I also checked the PHP popular streams
I’ve also wanted to include a laravel stream, there was one that I liked, but I felt like either the developer was really tired, or one that doesn’t have a solid experience, and as much I admire people that stream their work, I hate it when people teach others things that are not up to the standards, but even if they’re getting the wrong idea on some parts, they’re maybe getting a taste of it and starting.
The biggest problem regarding live streaming.
It’s not well paid, that means experts or really talented people will avoid streaming their work, and it’s usually a bad idea to stream your corporate work, or work that you’re doing on your job, I’ve tried to stream as a hobby for a few minutes, I’ll most likely try it again later, and I encourage anyone working on an Open Source project to consider streaming, I find it annoying from many parts, but it can be a very good way to teach others, mostly at the cost of being intrerupted by comments if you’re looking to interact with your viewers.
Live streaming is great, but not productive.
However you take it, live streams will never surpass well written compact material, except in the case that people will actually put much effort into it, and plan every detail ahead, they certaintly are enjoyable and have an audience, but I doubt it that it will grow as a very large community in the future, as much as I would like it.
Live Streaming properly your work will also dramatically slow you down, ideally it can work if you’re streaming for experts on your level, and discuss ideas rather than explaining code.
Live coding is working because of the interaction with the developers, if they ever lose that, they’ll lose everything, I’d like them to focus more on that, because what’s the point in watching a live stream, where mistakes happen often, if you cannot interact with the developer easily ?
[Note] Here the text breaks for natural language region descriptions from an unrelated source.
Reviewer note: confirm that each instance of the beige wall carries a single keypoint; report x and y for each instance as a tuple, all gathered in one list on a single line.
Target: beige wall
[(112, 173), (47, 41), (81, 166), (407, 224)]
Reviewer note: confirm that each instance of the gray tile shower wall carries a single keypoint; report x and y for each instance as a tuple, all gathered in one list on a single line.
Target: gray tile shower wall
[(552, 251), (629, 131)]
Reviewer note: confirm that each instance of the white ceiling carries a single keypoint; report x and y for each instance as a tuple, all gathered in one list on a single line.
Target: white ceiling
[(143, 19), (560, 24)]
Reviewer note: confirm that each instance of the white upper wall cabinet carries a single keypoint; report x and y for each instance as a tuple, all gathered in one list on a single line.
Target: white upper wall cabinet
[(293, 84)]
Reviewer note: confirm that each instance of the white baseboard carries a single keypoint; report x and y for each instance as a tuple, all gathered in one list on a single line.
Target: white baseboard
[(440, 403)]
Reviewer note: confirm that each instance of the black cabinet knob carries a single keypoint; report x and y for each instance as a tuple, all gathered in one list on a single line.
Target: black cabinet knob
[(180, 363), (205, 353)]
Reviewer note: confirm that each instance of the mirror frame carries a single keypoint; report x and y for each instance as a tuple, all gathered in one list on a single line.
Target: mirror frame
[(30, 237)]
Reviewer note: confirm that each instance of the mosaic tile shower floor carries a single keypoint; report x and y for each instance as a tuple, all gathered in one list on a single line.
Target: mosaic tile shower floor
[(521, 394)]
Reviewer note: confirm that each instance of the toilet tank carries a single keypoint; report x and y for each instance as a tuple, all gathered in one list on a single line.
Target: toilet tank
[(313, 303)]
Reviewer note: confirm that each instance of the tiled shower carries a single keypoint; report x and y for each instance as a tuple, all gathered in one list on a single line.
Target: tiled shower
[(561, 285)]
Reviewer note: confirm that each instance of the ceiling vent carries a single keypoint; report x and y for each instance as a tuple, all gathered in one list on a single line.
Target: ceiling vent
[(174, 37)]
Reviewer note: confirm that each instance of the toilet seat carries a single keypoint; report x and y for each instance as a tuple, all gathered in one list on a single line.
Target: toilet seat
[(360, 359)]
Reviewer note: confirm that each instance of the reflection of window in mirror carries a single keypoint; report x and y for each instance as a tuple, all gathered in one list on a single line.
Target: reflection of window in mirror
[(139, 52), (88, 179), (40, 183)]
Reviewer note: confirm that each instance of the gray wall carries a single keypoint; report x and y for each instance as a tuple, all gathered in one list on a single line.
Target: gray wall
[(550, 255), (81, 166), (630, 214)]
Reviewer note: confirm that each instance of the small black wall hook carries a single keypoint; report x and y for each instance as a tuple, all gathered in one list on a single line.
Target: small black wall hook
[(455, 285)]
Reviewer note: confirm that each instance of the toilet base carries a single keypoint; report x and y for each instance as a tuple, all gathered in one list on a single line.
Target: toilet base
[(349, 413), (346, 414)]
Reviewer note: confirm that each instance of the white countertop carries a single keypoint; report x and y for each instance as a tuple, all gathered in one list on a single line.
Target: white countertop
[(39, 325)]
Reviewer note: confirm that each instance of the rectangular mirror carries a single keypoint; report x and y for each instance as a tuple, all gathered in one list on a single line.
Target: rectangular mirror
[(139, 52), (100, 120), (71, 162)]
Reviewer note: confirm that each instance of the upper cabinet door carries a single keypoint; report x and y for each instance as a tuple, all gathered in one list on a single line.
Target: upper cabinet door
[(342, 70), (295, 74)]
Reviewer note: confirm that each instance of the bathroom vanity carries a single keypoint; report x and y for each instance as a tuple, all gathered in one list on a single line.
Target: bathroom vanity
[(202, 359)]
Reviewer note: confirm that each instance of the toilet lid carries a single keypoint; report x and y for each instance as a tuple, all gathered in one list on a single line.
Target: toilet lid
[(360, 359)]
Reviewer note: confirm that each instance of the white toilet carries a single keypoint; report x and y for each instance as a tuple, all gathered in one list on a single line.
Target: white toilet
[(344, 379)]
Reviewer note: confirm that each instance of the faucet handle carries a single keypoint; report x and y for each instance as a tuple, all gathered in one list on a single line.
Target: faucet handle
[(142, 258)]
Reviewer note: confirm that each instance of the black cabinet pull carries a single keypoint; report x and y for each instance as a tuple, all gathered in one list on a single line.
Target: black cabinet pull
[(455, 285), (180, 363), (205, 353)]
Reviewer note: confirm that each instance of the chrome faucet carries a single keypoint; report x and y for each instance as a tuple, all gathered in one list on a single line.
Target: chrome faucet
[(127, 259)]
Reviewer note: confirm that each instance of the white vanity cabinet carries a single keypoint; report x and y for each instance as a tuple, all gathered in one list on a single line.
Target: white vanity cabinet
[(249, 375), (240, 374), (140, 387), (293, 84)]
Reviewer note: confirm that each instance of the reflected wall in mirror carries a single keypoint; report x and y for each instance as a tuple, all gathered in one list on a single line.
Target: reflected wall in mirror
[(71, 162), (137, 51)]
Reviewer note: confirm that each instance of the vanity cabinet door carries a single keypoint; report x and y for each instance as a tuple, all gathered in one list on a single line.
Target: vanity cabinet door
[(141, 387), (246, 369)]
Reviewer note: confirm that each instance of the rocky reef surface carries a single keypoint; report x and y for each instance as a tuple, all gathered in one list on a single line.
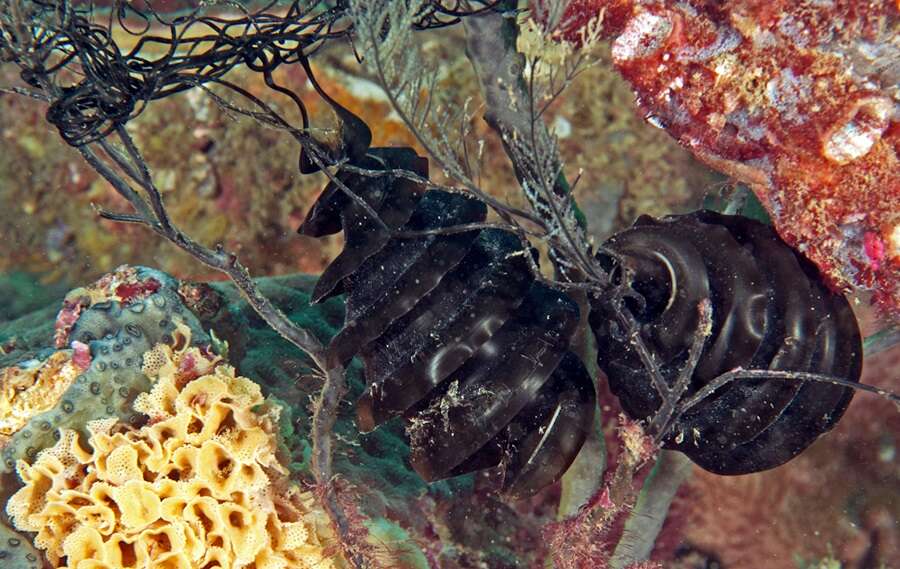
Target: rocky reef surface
[(459, 524)]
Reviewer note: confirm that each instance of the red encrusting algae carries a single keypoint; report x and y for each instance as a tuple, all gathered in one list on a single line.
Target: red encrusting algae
[(797, 99)]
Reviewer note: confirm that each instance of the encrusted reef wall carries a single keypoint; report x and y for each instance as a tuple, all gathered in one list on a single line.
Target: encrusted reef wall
[(101, 334), (798, 99)]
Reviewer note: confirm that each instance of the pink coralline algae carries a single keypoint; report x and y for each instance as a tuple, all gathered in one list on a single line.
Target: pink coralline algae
[(799, 99)]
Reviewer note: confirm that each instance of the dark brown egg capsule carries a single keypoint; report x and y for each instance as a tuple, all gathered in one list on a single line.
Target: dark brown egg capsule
[(454, 333), (770, 311)]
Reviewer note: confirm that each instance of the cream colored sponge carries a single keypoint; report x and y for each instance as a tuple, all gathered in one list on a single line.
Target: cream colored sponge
[(199, 486)]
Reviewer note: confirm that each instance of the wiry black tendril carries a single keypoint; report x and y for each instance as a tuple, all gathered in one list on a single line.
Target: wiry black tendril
[(103, 85)]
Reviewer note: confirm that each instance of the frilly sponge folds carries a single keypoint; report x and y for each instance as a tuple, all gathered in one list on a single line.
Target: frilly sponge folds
[(198, 486), (102, 331)]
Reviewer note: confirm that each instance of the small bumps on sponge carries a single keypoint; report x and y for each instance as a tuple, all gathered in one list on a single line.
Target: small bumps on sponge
[(16, 552), (199, 485), (118, 331)]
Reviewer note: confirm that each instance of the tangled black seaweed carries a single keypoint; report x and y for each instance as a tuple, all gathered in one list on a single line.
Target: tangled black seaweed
[(710, 328), (101, 86)]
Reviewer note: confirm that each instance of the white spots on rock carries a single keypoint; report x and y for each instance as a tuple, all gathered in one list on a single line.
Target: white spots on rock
[(643, 35), (864, 123), (561, 127), (787, 92), (894, 242)]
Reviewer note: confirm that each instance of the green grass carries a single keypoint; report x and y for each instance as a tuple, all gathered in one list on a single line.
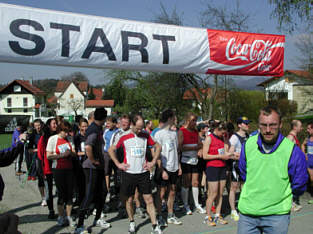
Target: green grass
[(5, 141)]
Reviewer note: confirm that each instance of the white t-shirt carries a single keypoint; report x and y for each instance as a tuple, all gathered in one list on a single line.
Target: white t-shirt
[(234, 141), (134, 148), (169, 141)]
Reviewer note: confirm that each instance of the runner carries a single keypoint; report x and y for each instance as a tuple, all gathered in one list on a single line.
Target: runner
[(307, 147), (136, 169), (273, 169), (149, 126), (48, 130), (296, 128), (79, 143), (108, 164), (215, 152), (236, 141), (168, 167), (60, 151), (35, 164), (189, 144), (94, 172), (124, 129)]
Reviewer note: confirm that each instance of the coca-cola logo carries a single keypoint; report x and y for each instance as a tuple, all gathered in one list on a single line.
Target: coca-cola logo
[(257, 51), (245, 51)]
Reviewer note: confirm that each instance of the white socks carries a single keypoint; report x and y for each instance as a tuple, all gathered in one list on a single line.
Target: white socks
[(184, 195), (195, 194)]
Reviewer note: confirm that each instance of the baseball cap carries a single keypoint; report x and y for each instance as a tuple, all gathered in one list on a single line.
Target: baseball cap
[(243, 119), (201, 126)]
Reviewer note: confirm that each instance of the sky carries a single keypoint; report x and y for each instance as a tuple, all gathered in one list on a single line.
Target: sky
[(140, 10)]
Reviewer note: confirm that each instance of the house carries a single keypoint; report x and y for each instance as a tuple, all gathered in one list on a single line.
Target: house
[(20, 99), (71, 99), (295, 85)]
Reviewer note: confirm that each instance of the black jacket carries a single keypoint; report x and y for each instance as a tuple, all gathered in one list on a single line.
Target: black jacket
[(7, 156)]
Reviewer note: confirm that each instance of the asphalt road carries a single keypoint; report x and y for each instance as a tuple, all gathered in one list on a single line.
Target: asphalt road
[(22, 198)]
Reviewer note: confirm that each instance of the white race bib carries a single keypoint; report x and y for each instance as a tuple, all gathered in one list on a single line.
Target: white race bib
[(137, 152)]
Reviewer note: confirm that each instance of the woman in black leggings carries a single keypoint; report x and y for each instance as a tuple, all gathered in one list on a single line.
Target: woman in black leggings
[(60, 152), (48, 130)]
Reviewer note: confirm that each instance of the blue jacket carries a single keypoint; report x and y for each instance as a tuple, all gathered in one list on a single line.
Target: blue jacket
[(297, 166)]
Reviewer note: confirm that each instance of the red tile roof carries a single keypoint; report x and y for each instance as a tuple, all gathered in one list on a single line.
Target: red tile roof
[(52, 100), (299, 73), (99, 103), (28, 86), (97, 92)]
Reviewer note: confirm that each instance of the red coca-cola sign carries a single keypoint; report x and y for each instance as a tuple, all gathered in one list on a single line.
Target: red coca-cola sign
[(246, 53)]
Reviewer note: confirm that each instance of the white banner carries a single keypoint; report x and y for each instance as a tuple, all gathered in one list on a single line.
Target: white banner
[(37, 36)]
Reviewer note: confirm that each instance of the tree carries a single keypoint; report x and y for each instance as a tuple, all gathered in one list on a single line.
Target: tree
[(292, 13), (304, 45), (225, 18), (75, 104), (91, 95)]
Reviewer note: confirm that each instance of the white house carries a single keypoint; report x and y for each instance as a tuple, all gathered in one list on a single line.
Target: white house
[(72, 99), (20, 97), (295, 85)]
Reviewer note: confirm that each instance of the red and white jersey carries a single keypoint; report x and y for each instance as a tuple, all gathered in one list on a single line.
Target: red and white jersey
[(134, 147), (191, 139), (58, 145)]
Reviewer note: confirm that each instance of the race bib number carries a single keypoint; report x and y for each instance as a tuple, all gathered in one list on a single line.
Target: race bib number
[(63, 148), (170, 146), (82, 147), (221, 151), (137, 152)]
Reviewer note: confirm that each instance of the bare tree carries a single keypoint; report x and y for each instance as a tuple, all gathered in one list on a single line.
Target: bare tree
[(293, 14), (76, 76), (75, 104)]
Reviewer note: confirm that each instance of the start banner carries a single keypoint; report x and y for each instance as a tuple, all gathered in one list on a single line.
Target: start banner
[(37, 36)]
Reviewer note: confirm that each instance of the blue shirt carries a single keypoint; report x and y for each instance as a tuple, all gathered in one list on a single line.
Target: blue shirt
[(107, 136), (297, 166)]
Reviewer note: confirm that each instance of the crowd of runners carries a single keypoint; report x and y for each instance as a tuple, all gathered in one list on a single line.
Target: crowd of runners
[(106, 162)]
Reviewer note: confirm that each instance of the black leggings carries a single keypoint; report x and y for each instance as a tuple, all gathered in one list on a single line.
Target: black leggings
[(95, 192), (8, 223), (49, 178), (64, 182)]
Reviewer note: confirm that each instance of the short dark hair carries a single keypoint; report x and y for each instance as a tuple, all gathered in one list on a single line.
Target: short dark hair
[(269, 109), (64, 126), (220, 125), (111, 119), (294, 123), (166, 115), (135, 118), (100, 114), (83, 120)]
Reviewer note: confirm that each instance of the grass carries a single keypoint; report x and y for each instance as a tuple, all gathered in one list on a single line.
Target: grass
[(5, 141)]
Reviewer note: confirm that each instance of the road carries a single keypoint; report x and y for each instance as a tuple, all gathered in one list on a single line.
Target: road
[(22, 198)]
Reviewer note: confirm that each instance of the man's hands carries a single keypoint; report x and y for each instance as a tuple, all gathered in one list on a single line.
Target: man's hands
[(148, 165), (23, 137), (123, 166)]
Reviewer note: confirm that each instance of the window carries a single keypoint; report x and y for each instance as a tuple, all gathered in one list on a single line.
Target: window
[(9, 102), (17, 88), (25, 102)]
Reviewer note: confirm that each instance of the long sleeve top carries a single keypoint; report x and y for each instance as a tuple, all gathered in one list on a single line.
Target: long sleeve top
[(297, 166)]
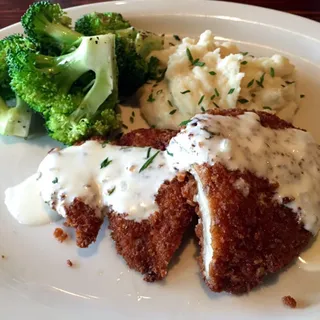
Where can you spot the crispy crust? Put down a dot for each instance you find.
(148, 246)
(85, 220)
(253, 236)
Why not watch a youtube video of 20 minutes, instead of 1 hour of content where you’ll see a struggling developer in many cases ( 3 out of 5 developers had code errors or logic errors for more than 2 minutes when I was checking all active streams ). It’s good to see someone struggling with a problem, because most likely you’ll know the answer to it, when you’ll face it, but it’s the same thing if you learn the trick in 1 minute or 40 minutes, because you won’t understand the real struggle until you face it yourself.
Bottom line ? Live Coding is great for entertainement for beginners, or really bored experts, I tried to interact with a few people via the comments, some replied, some didn’t, but people didn’t really want to listen to my advice, it’s fine I suppose, I can assume many people try to give advice and they can’t differenciate experts from beginners.